Tags
Bait and Switch, Great Recession, Grow New Jersey, New Jersey, New Jersey Economic Opportunity Act, PSE&G
The economic impact of the Great Recession was severe for many economies in the United States. In an attempt at revival after this economic hit, states implemented different strategies for economic development. Some states were able to bounce back more than others, and in the case of New Jersey, the journey towards successful economic development has been bumpy.
In 2013, New Jersey passed the The New Jersey Economic Opportunity Act (EOA). This act is a consolidation of five state economic tax credit programs into two, the Grow New Jersey Assistance Program and the Economic Redevelopment and Growth Grant Program. It allowed New Jersey to offer competitive financial incentive packages in order to attract development in smart growth areas in the state. The attraction of companies through the New Jersey Economic Opportunity Act was meant to result in the mutually beneficial redevelopment of public spaces, and increase in job availability and the employment of their residents, the introduction of healthier options for those residents by healthier food companies in food deserts, and the boost of the tourism sector from this redevelopment of infrastructure. The companies would benefit from the assistance given and the business gained, and the areas redeveloped would reap the benefits of those redevelopments.

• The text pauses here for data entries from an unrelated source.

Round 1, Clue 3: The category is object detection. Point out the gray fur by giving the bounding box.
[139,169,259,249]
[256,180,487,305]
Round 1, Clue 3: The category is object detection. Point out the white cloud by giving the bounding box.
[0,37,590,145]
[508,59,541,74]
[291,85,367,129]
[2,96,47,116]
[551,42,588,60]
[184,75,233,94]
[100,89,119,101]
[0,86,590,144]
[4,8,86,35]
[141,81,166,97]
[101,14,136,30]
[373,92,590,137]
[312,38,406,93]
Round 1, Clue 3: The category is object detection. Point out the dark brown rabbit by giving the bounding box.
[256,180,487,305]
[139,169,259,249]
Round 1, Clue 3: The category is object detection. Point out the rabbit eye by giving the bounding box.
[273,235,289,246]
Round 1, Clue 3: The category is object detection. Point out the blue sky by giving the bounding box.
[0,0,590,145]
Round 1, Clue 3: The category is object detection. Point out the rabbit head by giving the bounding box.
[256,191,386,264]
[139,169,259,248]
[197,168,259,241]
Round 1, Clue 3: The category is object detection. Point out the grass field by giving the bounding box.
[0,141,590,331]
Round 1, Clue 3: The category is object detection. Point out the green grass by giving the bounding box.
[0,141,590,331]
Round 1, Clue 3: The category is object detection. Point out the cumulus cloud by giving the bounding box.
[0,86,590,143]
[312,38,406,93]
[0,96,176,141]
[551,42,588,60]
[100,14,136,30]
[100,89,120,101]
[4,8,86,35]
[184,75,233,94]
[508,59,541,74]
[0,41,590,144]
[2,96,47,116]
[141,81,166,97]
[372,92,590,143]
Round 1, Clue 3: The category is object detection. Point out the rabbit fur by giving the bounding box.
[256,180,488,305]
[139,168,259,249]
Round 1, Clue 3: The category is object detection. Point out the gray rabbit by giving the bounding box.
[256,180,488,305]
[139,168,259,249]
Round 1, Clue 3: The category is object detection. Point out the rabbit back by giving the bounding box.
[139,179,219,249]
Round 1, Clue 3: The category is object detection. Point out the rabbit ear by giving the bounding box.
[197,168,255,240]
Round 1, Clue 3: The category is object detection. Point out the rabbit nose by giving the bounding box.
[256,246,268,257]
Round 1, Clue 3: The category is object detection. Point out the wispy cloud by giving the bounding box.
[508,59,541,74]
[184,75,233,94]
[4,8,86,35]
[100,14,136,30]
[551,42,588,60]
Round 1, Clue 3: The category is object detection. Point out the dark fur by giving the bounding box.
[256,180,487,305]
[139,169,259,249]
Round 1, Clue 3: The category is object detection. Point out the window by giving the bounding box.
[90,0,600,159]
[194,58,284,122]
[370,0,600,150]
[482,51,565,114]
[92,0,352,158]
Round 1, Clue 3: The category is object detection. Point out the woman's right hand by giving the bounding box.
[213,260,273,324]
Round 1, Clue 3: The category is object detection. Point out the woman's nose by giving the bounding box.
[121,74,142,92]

Unfortunately, this exchange has not gone the way it was intended, and New Jersey has found itself with the short end of the stick. New Jersey’s plan was to offer overly generous corporate tax subsidies in order to encourage companies to relocate and develop infrastructure in New Jersey. The offering of generous corporate tax subsidies and the lax implementation of oversight safeguards, as well as the lack of caps on monetary awards, resulted in companies taking advantage of what seemed to be New Jersey’s fountain of subsidies, and then reneging on their deal, or only fulfilling a portion of the agreement between the state and their company.
This bait and switch between companies and New Jersey has resulted in ineffective results in New Jersey’s economic development. After being given the subsidies to build new infrastructure or relocate to a new location, rather than doing so, and creating new jobs and development opportunities for residents, companies simply move workers to different locations in New Jersey, or after receiving subsidies from New Jersey, they move to another state, taking the subsidies, and the employment with them, while leaving New Jersey to shoulder the added economic impact of them leaving and the wasting of subsidies.
Currently, companies such as PSE&G are pushing for even more nuclear subsidies than they need, and they have taken drastic measures such as threatening to close nuclear plants in the state if they are not obliged. In my opinion, their actions can be compared to blatant robbery and bullying on a grander scale. Many suggestions have been made by experts that New Jersey cut out the middle man, which would be the companies and implement the necessary redevelopment strategies themselves, that they place hard caps on award amounts with shorter award timeframes, demand stricter evaluations, require reporting from companies, and more.